Vamos acumulando numerosos intentos por capturar el presente a través de nuestros sentidos. Dejamos paulatinamente la necesidad de artefactos. Con un poco más de concentración disminuyen las ansias de compartir esta o aquella experiencia de “plenitud” o qué sé yo. Los registros son cada vez menos; la experiencia del presente ocupa su lugar en paz. Aquí estoy, respirando, concentrada en mí. Suceden muchos cambios allá afuera. Los únicos que puedo controlar, y no siempre, son los míos. Me ocuparé de los míos, al menos por un rato. Esto para qué me sirve. De qué sirve a los demás.

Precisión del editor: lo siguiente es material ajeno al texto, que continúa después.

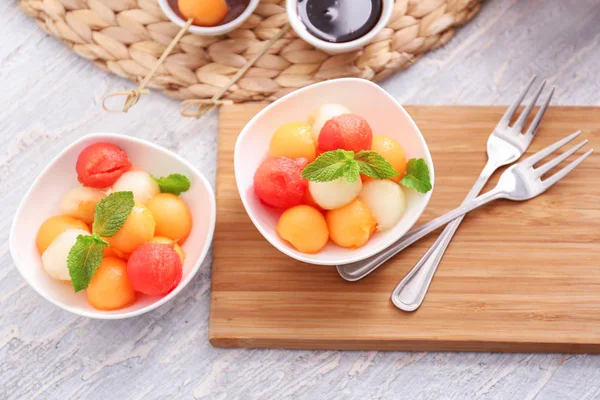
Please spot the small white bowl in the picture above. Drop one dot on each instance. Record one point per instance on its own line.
(207, 30)
(336, 48)
(386, 117)
(43, 201)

Alguna vez aceptamos que “nadie se baña dos veces en el mismo río”, y era muy claro que el cambio en nosotros cumplía su función “a lo largo de la vida”, que era el río. Pero hoy no puede pensarse que exista siquiera “el mismo río”. El estado de permanencia, ese estarse consigo mismo, en paz consigo mismo, observándose, es una meta ancestralmente valorada en muchas regiones de Asia. En algunos lugares ni siquiera se ofrecen satisfactores para necesidades inventadas. Sólo prevalece la necesidad de estarse quieto. En cambio, en otros continentes, donde “el tiempo es oro”, aterra el permanecer callado, “sin hacer nada”. Por lo menos, hay que hacer lo que todo mundo hace. Producir algo, qué sé yo. Sin embargo, es nuestra vida, nuestro tiempo, y nada nos disculpa de discernir al respecto, aunque son numerosas las condiciones que tendría que vencer quien pretenda conducirse bajo la autodeterminación y la autocrítica.
Ante la valoración de cada minuto consciente de nuestra existencia, es probable que inmersos en el cambio, seamos capaces de notar con qué facilidad –atrapados en la apariencia, en la prisa, en el temor, en las poses–, recurrimos al prejuicio, a la etiqueta, a la exclusión, a la violencia, y entonces… experimentemos la necesidad de abandonar ese facilismo, esa intransigencia. Es probable que empecemos por desear la paz, un estado interior que nos brinde la suficiente entereza para afrontar situaciones imprevistas, violentas o injustas, tanto entre los seres humanos como en toda vida existente en nuestra, hoy por hoy, también irrepetible y única casa: nuestro planeta.
Del aprecio por la vida, en la que me pienso, y de la cual me hago responsable, se gesta, a la vez, una fuerza de convicción que reconoce y alienta el equilibrio y la armonía hacia el entorno. Que en el cambio constante encontremos certezas: ser capaces de visualizar –además y a pesar de lo aparente– el conjunto de nexos y relaciones, de probabilidades y posibilidades en juego, bajo principios de respeto y justicia: hacia una cultura de paz.